RuPaul. Prince. Adrienne Rich. Audre Lorde. The Yale School of Drama (YSD) production “shakespeare’s as u like it” turns up the amps and sheds glitter on just how gay this Ivy is. Through a magical modern adaptation of Shakespeare’s “As You Like It,” a cast of queer characters says shit girl, we’re not just “the Gay Ivy,” we’re a glittering forest of flower boas.
The majority of this two-hour long interactive production, which pulls acting talent from both the Yale School of Drama and Yale College, takes place in a converted room behind the Iseman Theater’s stage. The walls are lime green shag; the ceiling drips fairy lights and flower garlands. The room features four elevated shag carpet-covered stages with actors stationed on each. The main stage is decked out with a live band and a character in full-face drag style makeup, bejeweled tights and a raging mullet who introduces herself as “Hymen” (Shakespeare’s own decree) before performing for the crowd and inviting spectators to dance. “As u like it” is right out of 70’s radical revolution, complete with a feminist lesbian named “Dyke Senior” (in place of Shakespeare’s Duke Senior) with a jacket full of pins and patches emblazoned with taglines like “Queer Punx.”

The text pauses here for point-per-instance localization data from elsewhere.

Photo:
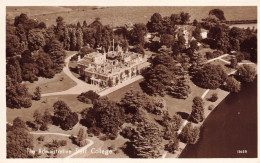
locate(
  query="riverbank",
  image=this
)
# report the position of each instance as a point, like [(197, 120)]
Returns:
[(221, 96), (231, 129)]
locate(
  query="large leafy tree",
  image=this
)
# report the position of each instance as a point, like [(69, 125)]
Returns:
[(155, 24), (105, 117), (29, 68), (232, 85), (17, 95), (13, 69), (147, 142), (197, 113), (246, 73), (57, 54), (18, 140), (63, 116), (190, 134), (218, 13), (44, 65), (137, 34), (210, 76), (35, 39)]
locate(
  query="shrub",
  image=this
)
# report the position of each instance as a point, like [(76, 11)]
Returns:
[(190, 134), (232, 85), (210, 76), (197, 113), (213, 98), (88, 97), (211, 107), (239, 56), (40, 138), (44, 127), (233, 63), (128, 132), (172, 146), (111, 147), (246, 73), (63, 142)]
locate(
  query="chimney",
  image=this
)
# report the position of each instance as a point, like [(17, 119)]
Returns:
[(113, 45)]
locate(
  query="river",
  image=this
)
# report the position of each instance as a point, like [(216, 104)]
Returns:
[(251, 26), (231, 126)]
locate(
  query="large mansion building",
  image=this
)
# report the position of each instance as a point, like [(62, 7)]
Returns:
[(111, 68)]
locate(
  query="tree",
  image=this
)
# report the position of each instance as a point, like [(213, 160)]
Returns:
[(55, 50), (185, 17), (70, 121), (17, 95), (47, 117), (218, 13), (197, 113), (190, 134), (157, 80), (29, 67), (137, 34), (13, 69), (172, 125), (197, 33), (233, 62), (37, 94), (194, 45), (37, 117), (35, 39), (232, 85), (105, 117), (79, 36), (197, 62), (18, 140), (147, 141), (138, 49), (14, 45), (81, 138), (210, 76), (155, 25), (172, 146), (167, 40), (246, 73), (63, 116), (91, 95), (44, 65)]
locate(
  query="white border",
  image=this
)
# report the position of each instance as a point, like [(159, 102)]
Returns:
[(5, 3)]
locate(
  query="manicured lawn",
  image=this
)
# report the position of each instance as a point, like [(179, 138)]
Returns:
[(204, 50), (226, 67), (73, 68), (46, 102), (118, 94), (179, 105), (60, 82), (174, 105)]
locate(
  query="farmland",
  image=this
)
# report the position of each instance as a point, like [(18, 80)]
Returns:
[(118, 16)]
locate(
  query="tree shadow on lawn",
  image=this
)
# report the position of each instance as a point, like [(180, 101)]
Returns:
[(128, 149), (74, 69), (183, 115)]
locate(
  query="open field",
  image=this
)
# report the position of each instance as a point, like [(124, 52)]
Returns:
[(174, 105), (45, 102), (60, 82), (117, 16)]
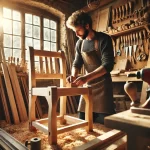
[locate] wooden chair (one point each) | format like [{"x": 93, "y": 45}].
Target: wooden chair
[{"x": 55, "y": 68}]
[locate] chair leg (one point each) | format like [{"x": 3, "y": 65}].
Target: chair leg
[
  {"x": 63, "y": 100},
  {"x": 32, "y": 115},
  {"x": 89, "y": 112},
  {"x": 52, "y": 115}
]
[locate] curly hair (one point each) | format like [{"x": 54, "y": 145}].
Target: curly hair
[{"x": 79, "y": 18}]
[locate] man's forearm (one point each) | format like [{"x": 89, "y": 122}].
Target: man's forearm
[
  {"x": 74, "y": 71},
  {"x": 96, "y": 73}
]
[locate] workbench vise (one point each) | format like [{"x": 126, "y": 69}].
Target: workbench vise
[{"x": 131, "y": 90}]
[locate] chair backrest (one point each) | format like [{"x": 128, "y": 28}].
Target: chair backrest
[{"x": 46, "y": 65}]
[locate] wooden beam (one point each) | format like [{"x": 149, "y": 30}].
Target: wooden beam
[{"x": 101, "y": 141}]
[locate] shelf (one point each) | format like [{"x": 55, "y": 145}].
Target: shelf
[
  {"x": 123, "y": 78},
  {"x": 144, "y": 26}
]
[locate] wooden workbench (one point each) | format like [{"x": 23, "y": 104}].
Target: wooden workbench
[{"x": 136, "y": 126}]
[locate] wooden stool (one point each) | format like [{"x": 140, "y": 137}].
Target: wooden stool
[{"x": 55, "y": 68}]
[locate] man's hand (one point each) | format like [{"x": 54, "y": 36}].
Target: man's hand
[
  {"x": 70, "y": 79},
  {"x": 80, "y": 80}
]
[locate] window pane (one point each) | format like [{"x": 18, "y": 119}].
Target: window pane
[
  {"x": 53, "y": 36},
  {"x": 28, "y": 18},
  {"x": 53, "y": 25},
  {"x": 36, "y": 20},
  {"x": 17, "y": 53},
  {"x": 36, "y": 44},
  {"x": 7, "y": 40},
  {"x": 36, "y": 32},
  {"x": 16, "y": 28},
  {"x": 16, "y": 42},
  {"x": 53, "y": 47},
  {"x": 46, "y": 45},
  {"x": 46, "y": 34},
  {"x": 46, "y": 22},
  {"x": 7, "y": 13},
  {"x": 28, "y": 30},
  {"x": 7, "y": 52},
  {"x": 16, "y": 15},
  {"x": 27, "y": 55},
  {"x": 7, "y": 26},
  {"x": 28, "y": 42}
]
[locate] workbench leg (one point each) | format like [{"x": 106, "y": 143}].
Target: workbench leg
[{"x": 131, "y": 141}]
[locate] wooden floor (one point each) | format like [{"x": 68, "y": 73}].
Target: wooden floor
[{"x": 68, "y": 140}]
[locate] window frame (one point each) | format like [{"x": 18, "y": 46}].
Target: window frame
[{"x": 22, "y": 8}]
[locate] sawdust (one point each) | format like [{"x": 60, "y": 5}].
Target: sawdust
[{"x": 66, "y": 141}]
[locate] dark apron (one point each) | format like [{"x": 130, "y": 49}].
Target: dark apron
[{"x": 102, "y": 90}]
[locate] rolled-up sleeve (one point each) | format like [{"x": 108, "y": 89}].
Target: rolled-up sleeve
[
  {"x": 107, "y": 53},
  {"x": 78, "y": 61}
]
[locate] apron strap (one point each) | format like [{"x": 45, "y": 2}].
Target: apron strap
[{"x": 96, "y": 45}]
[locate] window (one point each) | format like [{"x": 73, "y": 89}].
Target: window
[
  {"x": 21, "y": 30},
  {"x": 11, "y": 33}
]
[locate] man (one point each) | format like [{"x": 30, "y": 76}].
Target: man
[{"x": 94, "y": 50}]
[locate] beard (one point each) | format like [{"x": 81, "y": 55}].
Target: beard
[{"x": 86, "y": 32}]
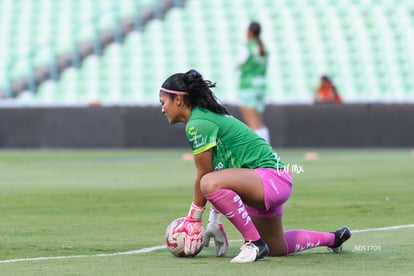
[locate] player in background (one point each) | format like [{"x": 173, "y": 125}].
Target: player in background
[
  {"x": 326, "y": 92},
  {"x": 239, "y": 173},
  {"x": 252, "y": 85}
]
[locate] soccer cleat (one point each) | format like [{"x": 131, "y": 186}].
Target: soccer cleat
[
  {"x": 341, "y": 235},
  {"x": 250, "y": 252}
]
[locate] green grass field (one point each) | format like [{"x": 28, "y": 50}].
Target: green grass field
[{"x": 91, "y": 202}]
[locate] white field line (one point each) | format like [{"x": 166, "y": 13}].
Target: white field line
[{"x": 153, "y": 248}]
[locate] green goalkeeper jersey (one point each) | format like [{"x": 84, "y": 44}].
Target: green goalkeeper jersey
[
  {"x": 253, "y": 69},
  {"x": 233, "y": 144}
]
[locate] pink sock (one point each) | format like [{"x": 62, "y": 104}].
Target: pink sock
[
  {"x": 230, "y": 204},
  {"x": 299, "y": 240}
]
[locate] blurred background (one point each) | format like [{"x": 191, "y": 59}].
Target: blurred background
[{"x": 86, "y": 73}]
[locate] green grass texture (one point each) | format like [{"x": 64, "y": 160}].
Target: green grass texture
[{"x": 88, "y": 204}]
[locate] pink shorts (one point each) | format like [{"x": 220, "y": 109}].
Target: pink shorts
[{"x": 277, "y": 186}]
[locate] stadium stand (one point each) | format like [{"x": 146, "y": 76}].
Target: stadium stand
[{"x": 365, "y": 46}]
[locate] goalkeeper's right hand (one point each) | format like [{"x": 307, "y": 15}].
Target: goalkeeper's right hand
[{"x": 216, "y": 230}]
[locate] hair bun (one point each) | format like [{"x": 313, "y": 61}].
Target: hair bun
[{"x": 192, "y": 76}]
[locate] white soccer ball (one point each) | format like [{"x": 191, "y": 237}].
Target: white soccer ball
[{"x": 176, "y": 242}]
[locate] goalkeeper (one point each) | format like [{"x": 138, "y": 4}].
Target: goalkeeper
[{"x": 239, "y": 173}]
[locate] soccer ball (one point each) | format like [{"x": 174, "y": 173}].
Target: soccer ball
[{"x": 176, "y": 242}]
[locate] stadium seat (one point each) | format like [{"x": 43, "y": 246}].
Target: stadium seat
[{"x": 305, "y": 38}]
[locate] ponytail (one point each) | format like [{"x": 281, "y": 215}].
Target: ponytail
[{"x": 195, "y": 90}]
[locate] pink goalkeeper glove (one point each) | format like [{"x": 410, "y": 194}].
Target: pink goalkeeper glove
[
  {"x": 215, "y": 230},
  {"x": 193, "y": 227}
]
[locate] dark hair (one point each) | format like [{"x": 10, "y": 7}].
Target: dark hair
[
  {"x": 198, "y": 89},
  {"x": 256, "y": 29}
]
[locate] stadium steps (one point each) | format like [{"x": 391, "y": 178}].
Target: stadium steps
[{"x": 63, "y": 42}]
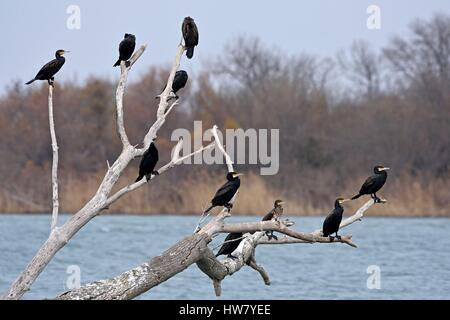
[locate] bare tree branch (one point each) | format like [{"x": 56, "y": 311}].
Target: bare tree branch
[
  {"x": 59, "y": 237},
  {"x": 55, "y": 198}
]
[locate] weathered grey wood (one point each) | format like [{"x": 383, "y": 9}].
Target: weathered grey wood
[
  {"x": 55, "y": 197},
  {"x": 59, "y": 236},
  {"x": 134, "y": 282}
]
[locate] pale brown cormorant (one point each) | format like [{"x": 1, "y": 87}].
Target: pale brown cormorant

Though the driving narrative follows the plot of “as u like it”, the production features a conglomeration of texts, each listed on a post-show handout labeled “Werqs Cited.” The best part of it all is the contrast from the play’s introduction, so I apologize for ruining the surprise. You wouldn’t be able to get tickets anyway; the show quickly sold out its week of performances (10/24-10/27). To try and score a ticket, arrive at the venue an hour early and put your name on the waitlist.
Upon entering the Iseman Theater, three guards pace the edges of the thrust stage. I arrived at 7:30 and the guards remained in-character and militant until the performance began at about 8:10. On each audience member’s seat was a badge and a golf pencil. The badge asks for a few criteria: name, sex, race, virility, occupation, net worth, number of “followers,” orientation (with options heterosexual or asexual) and finally an option of married or virgin. We all filled out our badges, a bit uncomfortable from the invasive questions and the guards who even interacted with the crowd by curtly asking whether we were finished with our pencils.
While we talked with our neighbors, a militant drum roll played over the speakers and three flat screen televisions live streamed close-up footage of audience members below block text. Among the messages: “the use of cellphones is strictly prohibited,” “the use of cameras or recording devices is strictly prohibited,” “we watch out for each other.” I shyly recorded my surroundings in my notebook, pausing whenever I felt the gaze of the guards. This is all to say, the immersion began immediately and effectively. Between notes I experimented with looking directly at the actors playing guards. They remained stoic and cruel. It was incredible.
The entire first half of the play crawls under your skin. It begins with a loud man’s speech on “young western men” self-declared as in favor of toxic masculinity. It is an obvious parody but strikes so close to home I was never sure whether or not to laugh. Following Shakespeare’s plot, the play’s introduction includes a match between two men: Orlando and Charles (Hudson Oznowicz and Brandon E. Burton, both third-year MFA candidates at the School of Drama). In Shakespeare’s play, the men wrestle. In YSD’s rendition, the match is a three-part competition with a “knowledge” portion including questions such as “what’s the number of sperm in a single ejaculation?” and “what’s the most effective way to decimate the western hemisphere?” The incorrect answer offered by Orlando? Nukes. Charles’ correct answer? Homosexuals.
So it’s a surprise when we, as an audience, run away with two characters as they flee their home and the court, down the Iseman Theater hallway, into a queer and vibrant haven. The contrast is nothing short of breathtaking as you look all around you to hear the many-pitched voices of joyous rebellion. “As u like it” is immersive. It’s political. It’s contemporary. It’s smart. It’s funny. It’s fun. It’s not to be missed.